For patients that did not receive a recommended treatment, we calculated the ratio of the first treatment applied after the MTB (PFSb; median = 3.8 months, n = 12) and the last prior systemic treatment (PFSa; median = 4.8 months, n = 11), which resulted in a mean PFSr of 0.67 (median PFSr = 0.71, range 0.1 to 1.0, n = 11; Supplementary Data 13). Median overall survival of the 36 patients without application of recommended treatments was significantly shorter than of the 20 patients that received a recommended therapy (18.3 months vs. 34.8 months, p = 0.022). Same was true for median PFS2 and PFSb (7.8 months vs. 3.8 months, p < 0.0001). Two patients with PFSb had stable disease ≥6 months or achieved objective remissions (PR/CR; Supplementary Fig. 4). Since our study was not randomized, these results are not controlled for possible confounding factors. Within MASTER, reasons for non-implementation of MTBRs included lack of availability or reimbursement of recommended treatments, deterioration of a patient’s general condition and death before treatment application³⁸. Further data are provided in Supplementary Data 13 and 14.

The median number of prior systemic palliative therapies that patients with an applied MTBR had received was three (range 1−7). Eleven had already been treated with targeted therapies indicating that clinical benefit may be achieved even in heavily pretreated patients.

Discussion

In addition to known recurrent mutations in CUP, our comprehensive WGS/WES approach detected a variety of rare genetic alterations, which were relevant for molecularly targeted treatment decisions. This suggests that comprehensive molecular analysis is particularly well-suited for this heterogeneous disease.
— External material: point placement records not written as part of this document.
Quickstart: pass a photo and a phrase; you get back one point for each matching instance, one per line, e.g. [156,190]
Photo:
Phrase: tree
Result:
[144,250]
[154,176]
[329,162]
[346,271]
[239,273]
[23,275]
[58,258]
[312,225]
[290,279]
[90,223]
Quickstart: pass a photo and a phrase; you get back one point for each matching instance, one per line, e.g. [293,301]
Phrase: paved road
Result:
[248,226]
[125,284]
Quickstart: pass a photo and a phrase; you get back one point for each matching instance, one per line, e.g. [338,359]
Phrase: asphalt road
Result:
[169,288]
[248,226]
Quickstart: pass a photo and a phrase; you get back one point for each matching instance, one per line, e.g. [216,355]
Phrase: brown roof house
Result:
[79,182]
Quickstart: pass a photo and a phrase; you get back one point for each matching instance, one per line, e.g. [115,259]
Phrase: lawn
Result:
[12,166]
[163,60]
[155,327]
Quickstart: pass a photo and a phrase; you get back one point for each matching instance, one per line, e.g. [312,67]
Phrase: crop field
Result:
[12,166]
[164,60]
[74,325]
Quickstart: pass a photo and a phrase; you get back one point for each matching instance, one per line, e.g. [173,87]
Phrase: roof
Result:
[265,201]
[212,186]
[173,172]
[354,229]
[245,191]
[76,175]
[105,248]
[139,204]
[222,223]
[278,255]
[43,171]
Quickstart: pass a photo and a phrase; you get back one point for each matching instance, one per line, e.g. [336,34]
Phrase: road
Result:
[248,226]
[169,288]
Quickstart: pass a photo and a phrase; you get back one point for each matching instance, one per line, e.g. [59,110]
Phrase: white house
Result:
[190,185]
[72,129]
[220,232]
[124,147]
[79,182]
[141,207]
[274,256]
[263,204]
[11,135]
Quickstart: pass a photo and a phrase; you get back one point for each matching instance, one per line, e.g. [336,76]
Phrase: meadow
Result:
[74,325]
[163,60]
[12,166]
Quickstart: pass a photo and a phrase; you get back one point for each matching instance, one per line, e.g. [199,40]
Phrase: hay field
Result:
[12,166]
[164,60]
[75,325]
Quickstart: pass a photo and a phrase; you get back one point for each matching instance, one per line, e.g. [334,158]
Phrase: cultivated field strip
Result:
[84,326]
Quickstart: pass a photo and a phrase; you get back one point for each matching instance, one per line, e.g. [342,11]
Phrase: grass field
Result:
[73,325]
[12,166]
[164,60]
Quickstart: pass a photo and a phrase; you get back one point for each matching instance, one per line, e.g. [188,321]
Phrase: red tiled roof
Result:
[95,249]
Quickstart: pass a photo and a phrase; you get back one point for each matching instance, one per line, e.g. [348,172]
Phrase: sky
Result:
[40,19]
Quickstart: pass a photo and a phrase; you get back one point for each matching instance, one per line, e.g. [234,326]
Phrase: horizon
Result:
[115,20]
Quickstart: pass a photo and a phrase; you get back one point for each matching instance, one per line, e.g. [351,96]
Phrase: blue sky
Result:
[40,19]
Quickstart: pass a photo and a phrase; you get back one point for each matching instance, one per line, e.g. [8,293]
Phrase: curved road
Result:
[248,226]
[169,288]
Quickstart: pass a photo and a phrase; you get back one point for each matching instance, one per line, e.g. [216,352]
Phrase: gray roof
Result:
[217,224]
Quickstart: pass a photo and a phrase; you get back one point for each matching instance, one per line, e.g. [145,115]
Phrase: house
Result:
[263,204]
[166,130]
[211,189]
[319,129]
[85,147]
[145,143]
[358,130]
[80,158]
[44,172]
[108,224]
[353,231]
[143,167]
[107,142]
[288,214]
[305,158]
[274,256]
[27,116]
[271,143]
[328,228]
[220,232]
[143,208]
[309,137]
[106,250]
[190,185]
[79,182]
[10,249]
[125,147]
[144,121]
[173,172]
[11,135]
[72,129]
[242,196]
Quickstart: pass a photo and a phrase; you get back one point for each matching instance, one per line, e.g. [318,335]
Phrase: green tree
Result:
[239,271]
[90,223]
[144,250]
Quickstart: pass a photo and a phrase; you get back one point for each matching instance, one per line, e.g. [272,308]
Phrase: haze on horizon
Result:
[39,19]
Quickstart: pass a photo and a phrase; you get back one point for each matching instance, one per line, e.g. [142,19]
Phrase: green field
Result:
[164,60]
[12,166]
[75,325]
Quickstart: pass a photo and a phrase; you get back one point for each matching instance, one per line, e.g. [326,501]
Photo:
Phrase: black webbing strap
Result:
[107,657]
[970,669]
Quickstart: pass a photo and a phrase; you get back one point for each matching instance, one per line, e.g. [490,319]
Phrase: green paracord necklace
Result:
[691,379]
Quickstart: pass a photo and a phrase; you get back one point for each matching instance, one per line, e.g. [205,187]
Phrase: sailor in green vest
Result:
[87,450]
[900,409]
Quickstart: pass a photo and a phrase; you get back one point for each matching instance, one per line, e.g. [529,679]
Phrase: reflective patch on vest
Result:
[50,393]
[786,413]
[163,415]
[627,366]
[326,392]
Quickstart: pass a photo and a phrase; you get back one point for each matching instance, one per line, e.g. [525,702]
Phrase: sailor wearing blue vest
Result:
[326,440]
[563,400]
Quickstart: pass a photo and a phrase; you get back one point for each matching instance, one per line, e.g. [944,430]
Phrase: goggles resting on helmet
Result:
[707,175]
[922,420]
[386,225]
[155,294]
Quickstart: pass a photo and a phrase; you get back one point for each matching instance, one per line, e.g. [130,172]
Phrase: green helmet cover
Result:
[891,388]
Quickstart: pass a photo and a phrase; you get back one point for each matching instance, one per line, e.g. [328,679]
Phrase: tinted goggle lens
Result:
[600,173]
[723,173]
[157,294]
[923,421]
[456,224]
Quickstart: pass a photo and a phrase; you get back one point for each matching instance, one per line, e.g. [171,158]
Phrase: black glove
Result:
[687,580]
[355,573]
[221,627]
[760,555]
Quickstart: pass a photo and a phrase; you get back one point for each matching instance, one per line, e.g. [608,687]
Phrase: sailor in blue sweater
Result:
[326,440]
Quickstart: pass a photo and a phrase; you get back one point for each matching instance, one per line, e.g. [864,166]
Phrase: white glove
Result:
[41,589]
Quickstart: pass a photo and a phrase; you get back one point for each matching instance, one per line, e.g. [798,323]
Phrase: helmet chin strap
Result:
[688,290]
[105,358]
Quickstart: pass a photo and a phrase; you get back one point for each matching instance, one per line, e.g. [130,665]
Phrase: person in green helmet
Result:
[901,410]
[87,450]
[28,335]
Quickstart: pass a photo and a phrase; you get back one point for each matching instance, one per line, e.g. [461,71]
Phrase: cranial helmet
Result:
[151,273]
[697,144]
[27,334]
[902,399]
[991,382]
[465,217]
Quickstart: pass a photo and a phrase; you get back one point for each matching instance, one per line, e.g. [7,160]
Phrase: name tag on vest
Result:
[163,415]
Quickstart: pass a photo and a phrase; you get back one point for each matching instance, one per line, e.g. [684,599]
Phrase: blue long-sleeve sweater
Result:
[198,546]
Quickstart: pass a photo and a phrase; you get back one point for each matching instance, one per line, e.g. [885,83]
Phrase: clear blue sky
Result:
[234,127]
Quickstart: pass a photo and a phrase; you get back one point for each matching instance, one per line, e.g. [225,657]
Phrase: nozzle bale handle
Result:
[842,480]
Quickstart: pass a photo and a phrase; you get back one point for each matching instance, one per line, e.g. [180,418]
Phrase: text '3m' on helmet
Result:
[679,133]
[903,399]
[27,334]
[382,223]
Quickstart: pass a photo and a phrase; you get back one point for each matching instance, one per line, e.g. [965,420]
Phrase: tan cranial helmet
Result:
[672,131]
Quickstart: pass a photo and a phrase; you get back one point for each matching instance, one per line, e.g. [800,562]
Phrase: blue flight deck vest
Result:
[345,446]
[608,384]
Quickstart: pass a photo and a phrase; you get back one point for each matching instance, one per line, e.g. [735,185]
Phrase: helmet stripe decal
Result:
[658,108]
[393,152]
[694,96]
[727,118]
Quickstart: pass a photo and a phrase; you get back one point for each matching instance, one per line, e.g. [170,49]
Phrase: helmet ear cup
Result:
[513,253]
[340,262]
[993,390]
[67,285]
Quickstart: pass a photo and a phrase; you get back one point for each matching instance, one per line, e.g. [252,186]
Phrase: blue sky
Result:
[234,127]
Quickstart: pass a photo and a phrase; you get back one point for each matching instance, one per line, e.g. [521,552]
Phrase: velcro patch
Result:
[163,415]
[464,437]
On the genomic level, we observed frequent mutations in well-known cancer-related genes such as TP53, MUC16 and KRAS. The majority of these common alterations has previously been described in studies using gene panel sequencing. When using a 50 gene panel, Löffler and colleagues described TP53, KRAS, CDKN2A, and SMAD4 as the most frequently mutated genes and CDKN2A as the most frequently deleted gene in CUP¹¹. Varghese and colleagues reported a variety of targetable alterations in 45/150 CUP patients using MSK-IMPACT, a deep-coverage hybridization capture-based assay encompassing 341 (later expanded to 410) cancer-associated genes accompanied by WES in 13 cases¹⁴. The most commonly mutated genes were TP53, KRAS, CDKN2A, KEAP1, and SMARCA4 and 15/150 patients received targeted therapies¹⁴. These common mutations are involved in a variety of cell processes and do not offer a clear rationale for targeted therapies available at the moment.

Furthermore, we and others report a substantial amount of pathogenic germline mutations amongst CUP patients^39,40,41,42. These can have a direct impact on the patient and their families. Therefore, germline testing should be considered, especially for young patients with CUP or patients with previous malignancies.

On the transcriptomic level, we detected a variety of therapeutically relevant gene fusions. In addition, we classified tumors based on transcriptomic and epigenetic information, which was complemented by specific disease-defining alterations and by presence of certain dominant mutational signatures. Nevertheless, only a third of the entity predictions based on methylome and transcriptome did match, which may be explained by tumor cell content, RNA quality, differences between TCGA and the MASTER cohort composition, as well as differences in the methods used. The question whether site-specific therapies are beneficial for CUP patients is still a matter of ongoing debate. Using a 92-gene RT-PCR cancer classification assay, Hainsworth and colleagues reported that site-specific therapy leads to significantly improved survival when clinically more responsive tumor types were predicted⁹. In contrast, Hayashi and colleagues reported that site-specific treatment based on microarray profiling did not result in a significant improvement in 1-year survival compared with empirical paclitaxel and carboplatin, although prediction of the original site seemed to be of prognostic value⁴³. Similarly, a meta-analysis by Rassy et al. showed no significant survival benefit with site-specific in comparison to empiric chemotherapy. At the same time the heterogeneity across the available data demonstrates that further well-designed trials are needed¹⁰ and that a reliable classification method for the attribution of a CUP case to a specific tumor entity is still to be developed. Moran and colleagues used microarray DNA methylation signatures (EPICUP) to predict a primary cancer of origin in 188 (87%) of 216 CUP patients. In this study, patients with EPICUP diagnoses who received a tumor type-specific therapy showed improved overall survival compared with that in patients who received empiric therapy⁸. Prospective validation of this epigenetic approach is still missing.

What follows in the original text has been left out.